Planning staff later indicated the issue centered on an entitlement for a lot line adjustment between the YMCA campus and a neighboring property owner at 2023 Rancho Cañada Road.
Neighbors of the Crescenta-Cañada YMCA in attendance left after Gunter’s announcement. They confirmed to the Valley Sun they’d sought legal representation to help address their concerns to YMCA officials and legal counsel but declined further comment.
Planning commissioners continued working on other agenda items, considering a conditional use permit for an urgent care facility at 475 Foothill Blvd., in between the Starbucks and Han’s Beauty Store.

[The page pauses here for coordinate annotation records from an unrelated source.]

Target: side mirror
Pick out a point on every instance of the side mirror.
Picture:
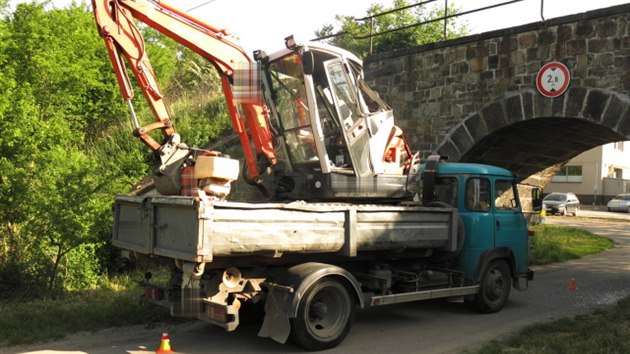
(308, 62)
(536, 199)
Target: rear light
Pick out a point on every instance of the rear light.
(153, 293)
(217, 313)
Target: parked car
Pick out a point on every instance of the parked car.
(561, 203)
(621, 202)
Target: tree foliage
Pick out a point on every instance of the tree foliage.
(67, 148)
(385, 30)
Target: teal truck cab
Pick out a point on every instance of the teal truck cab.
(497, 241)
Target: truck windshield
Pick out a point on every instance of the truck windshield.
(289, 95)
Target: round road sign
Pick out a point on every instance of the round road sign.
(553, 79)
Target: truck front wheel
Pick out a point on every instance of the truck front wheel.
(494, 288)
(325, 315)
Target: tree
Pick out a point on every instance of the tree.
(384, 29)
(67, 148)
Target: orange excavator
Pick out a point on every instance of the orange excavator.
(310, 127)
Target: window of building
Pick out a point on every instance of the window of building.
(568, 174)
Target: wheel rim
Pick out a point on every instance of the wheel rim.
(495, 285)
(327, 312)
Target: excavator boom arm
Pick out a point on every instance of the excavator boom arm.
(114, 19)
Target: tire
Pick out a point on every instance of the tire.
(325, 315)
(494, 287)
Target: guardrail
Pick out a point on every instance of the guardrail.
(445, 19)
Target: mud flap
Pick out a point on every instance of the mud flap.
(276, 324)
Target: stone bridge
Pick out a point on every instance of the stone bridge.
(475, 99)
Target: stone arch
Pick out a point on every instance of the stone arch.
(526, 132)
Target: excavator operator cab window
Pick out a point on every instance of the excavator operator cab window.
(287, 84)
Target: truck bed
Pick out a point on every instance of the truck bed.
(191, 229)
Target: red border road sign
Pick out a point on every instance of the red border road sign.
(553, 79)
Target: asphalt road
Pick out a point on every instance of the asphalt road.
(424, 327)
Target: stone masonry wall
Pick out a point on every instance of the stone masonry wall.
(433, 88)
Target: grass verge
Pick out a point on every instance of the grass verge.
(115, 303)
(603, 331)
(553, 244)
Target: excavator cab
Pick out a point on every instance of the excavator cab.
(336, 134)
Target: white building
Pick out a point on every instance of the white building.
(596, 175)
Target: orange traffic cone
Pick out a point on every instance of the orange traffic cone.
(165, 344)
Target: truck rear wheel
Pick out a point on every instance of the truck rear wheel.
(495, 286)
(325, 315)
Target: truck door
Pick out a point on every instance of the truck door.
(510, 228)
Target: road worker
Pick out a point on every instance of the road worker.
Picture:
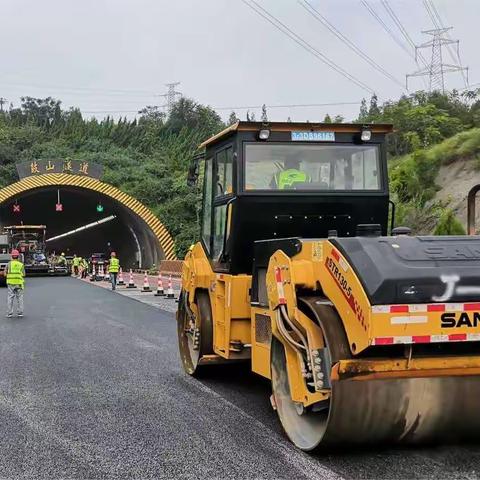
(61, 260)
(290, 176)
(84, 265)
(113, 269)
(75, 263)
(15, 284)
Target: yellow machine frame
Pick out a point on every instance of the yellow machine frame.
(321, 269)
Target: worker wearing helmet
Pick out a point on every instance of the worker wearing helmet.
(113, 269)
(61, 260)
(15, 283)
(290, 176)
(75, 263)
(84, 265)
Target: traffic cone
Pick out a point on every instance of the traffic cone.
(130, 281)
(100, 273)
(121, 281)
(159, 292)
(170, 293)
(146, 285)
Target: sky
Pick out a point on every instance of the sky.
(115, 56)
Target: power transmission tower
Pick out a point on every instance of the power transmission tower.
(437, 69)
(171, 95)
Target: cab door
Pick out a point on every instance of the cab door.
(218, 196)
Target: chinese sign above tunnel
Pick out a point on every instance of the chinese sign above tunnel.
(75, 167)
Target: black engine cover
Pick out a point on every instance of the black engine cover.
(407, 269)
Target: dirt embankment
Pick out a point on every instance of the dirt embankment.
(454, 182)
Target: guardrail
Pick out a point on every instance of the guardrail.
(167, 267)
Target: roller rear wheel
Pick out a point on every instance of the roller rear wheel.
(195, 340)
(396, 410)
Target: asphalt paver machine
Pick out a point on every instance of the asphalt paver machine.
(366, 337)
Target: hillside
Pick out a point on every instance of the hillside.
(428, 183)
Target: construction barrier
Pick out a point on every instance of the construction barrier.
(131, 283)
(121, 281)
(146, 284)
(171, 267)
(170, 293)
(159, 292)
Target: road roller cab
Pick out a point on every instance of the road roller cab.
(365, 337)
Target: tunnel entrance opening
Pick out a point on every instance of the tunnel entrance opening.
(131, 230)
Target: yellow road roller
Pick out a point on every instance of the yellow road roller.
(367, 333)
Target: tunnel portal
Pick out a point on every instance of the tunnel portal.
(131, 229)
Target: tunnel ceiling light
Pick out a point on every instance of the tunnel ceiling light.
(366, 135)
(264, 134)
(80, 229)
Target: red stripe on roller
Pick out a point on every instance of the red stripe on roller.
(278, 275)
(471, 306)
(399, 309)
(435, 307)
(421, 339)
(457, 337)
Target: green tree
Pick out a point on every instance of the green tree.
(448, 224)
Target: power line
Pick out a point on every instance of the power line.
(437, 69)
(402, 29)
(375, 15)
(324, 21)
(438, 23)
(298, 105)
(304, 44)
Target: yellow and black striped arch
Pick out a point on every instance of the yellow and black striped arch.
(59, 179)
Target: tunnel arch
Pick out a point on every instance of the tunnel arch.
(140, 213)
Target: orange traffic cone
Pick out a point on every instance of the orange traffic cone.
(170, 293)
(146, 285)
(121, 281)
(130, 281)
(159, 292)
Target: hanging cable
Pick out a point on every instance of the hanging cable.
(358, 51)
(304, 44)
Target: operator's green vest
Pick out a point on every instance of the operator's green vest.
(289, 177)
(15, 273)
(114, 265)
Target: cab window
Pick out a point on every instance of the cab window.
(312, 167)
(207, 203)
(224, 160)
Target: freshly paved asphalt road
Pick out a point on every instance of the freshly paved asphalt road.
(91, 387)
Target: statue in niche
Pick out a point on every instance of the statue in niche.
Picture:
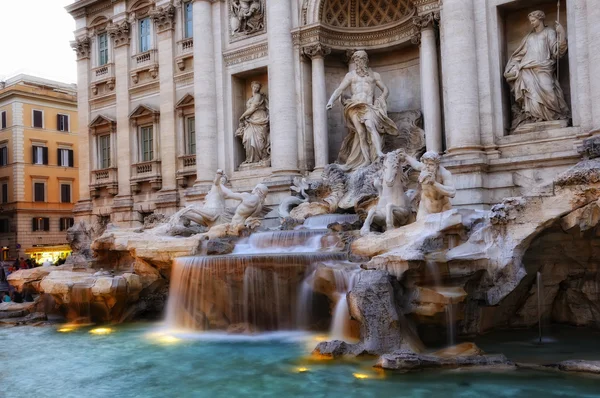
(366, 116)
(247, 17)
(435, 183)
(530, 72)
(393, 208)
(254, 128)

A proposal to occupy 5,283 square feet out of a 7,833-square-foot storefront in the shopping center was submitted by Exer Holding Co., LLC, an El Segundo-based company that offers clinical and diagnostic urgent care services for people with serious, non-life-threatening injuries or illnesses.
The business will operate from 9 a.m. to 9 p.m. seven days per week, staff reports indicate. Commissioners questioned whether the proposed use might increase traffic in an already crowded Trader Joe’s parking lot, especially if patients are transported by ambulance.
“I’m concerned about the potential congestion at that parking lot, because that parking lot stinks,” said Commissioner Mike Hazen. “With an ambulance, it would really stink.”
Scott Whitney, vice president of Real Estate and Development for Exer Urgent Care, explained although the business was capable of handling about 80% of hospital emergency room cases, only about 2% of the 50 to 60 patients seen per day would require transport.
In those cases, Whitney continued, patients could be taken to waiting ambulances in an 11-spot parking lot on the northwest corner of the shopping center.
“We can take them out the back to that location there, which would be least disruptive,” he said.
Commissioners approved a conditional use permit 4-0 (Commissioner Arun Jain was absent) on the condition ambulances use only the northwest parking lot.